Ayush Gandhi^*Alireza ParhizgarViraj Bhise

• University of Texas MD Anderson Cancer Center, Houston, United States

Purpose: QT prolongation remains an important safety concern for antiemetic regimens, especially in oncology where polypharmacy and metabolic stress often intersect. Ondansetron and olanzapine are now used side by side in many chemotherapy and perioperative settings, yet their comparative real-world torsadogenic patterns are not fully understood. We aimed to evaluate the relative frequency of QT-related adverse event reports for both drugs using the FDA Adverse Event Reporting System (FAERS). Patients and Methods: We performed a retrospective pharmacovigilance study using OpenVigil 2.1 to extract adult FAERS reports from January 2015 through October 2025. Only primary suspect reports were included. Narrow-term events were defined using two specific MedDRA Preferred Terms: torsades de pointes and electrocardiogram QT prolonged. A broader ventricular arrhythmia set was used for sensitivity analysis. Standard disproportionality statistics (ROR, PRR, chi-square) were calculated, and subgroup analyses examined age, sex, and FAERS serious outcomes. Results: The analysis included 2,608 ondansetron reports and 15,257 olanzapine reports. Narrow-term QT events were more frequently reported with ondansetron (4.91 percent) than olanzapine (1.61 percent).
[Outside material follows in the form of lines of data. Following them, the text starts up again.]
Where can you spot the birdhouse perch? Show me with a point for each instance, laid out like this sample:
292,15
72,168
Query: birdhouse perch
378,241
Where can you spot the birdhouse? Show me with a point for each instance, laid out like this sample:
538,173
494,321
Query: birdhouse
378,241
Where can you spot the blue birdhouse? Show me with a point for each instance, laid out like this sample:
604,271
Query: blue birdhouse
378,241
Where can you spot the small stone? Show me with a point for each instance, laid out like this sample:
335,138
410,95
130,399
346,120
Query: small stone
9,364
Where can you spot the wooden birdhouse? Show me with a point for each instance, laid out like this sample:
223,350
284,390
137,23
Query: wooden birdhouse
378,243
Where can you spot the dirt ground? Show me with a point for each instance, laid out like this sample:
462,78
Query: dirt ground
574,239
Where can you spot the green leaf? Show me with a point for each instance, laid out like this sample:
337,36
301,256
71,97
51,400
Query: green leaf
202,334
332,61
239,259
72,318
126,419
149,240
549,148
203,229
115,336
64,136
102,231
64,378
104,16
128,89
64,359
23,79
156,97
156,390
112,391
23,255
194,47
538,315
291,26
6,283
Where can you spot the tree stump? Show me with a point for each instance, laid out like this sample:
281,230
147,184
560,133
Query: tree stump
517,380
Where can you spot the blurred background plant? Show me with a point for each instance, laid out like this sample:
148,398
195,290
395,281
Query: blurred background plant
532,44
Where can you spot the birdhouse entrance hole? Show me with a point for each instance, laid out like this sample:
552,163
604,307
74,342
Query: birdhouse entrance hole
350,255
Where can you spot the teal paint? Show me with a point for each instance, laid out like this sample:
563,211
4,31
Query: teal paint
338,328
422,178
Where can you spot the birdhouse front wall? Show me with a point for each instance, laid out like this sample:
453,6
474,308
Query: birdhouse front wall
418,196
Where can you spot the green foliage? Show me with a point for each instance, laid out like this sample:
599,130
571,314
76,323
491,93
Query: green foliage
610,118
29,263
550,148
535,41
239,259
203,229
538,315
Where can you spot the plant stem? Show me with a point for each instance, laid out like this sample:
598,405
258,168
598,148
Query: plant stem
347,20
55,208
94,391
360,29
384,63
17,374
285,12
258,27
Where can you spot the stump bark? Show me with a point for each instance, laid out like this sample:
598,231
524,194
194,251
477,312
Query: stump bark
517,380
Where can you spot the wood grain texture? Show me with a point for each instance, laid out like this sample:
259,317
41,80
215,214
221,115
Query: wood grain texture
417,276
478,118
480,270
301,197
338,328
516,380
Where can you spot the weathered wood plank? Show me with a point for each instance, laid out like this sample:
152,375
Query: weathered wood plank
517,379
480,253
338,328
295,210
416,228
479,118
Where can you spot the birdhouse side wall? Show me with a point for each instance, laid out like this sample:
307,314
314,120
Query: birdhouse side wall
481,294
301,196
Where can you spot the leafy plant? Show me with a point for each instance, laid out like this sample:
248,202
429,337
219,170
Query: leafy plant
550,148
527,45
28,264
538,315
Ondansetron showed a stronger disproportionality signal with an ROR of 27.24 (95 percent CI 22.78 to 32.58), compared with olanzapine's ROR of 8.70 (95 percent CI 7.65 to 9.88). This pattern persisted, although at lower magnitudes, with the broader arrhythmia definitions. Female predominance was observed across both drugs, and most reports came from adults younger than 65 years. Hospitalization and life-threatening events were the most common serious categories. Conclusion: In real-world reporting, ondansetron demonstrates a descriptively higher QT-related disproportionality signal than olanzapine, a finding that aligns with their known electrophysiologic profiles and prior regulatory experience. Although olanzapine's average QT effect is modest, its signal becomes more visible when clinical conditions amplify vulnerability, which is common in oncology. These results do not establish causality, yet they offer useful context when selecting antiemetic strategies for patients already carrying QT-related risks. Integrating pharmacovigilance patterns with clinical judgment may help clinicians tailor safer antiemetic choices, particularly when multiple QT-active agents are used together.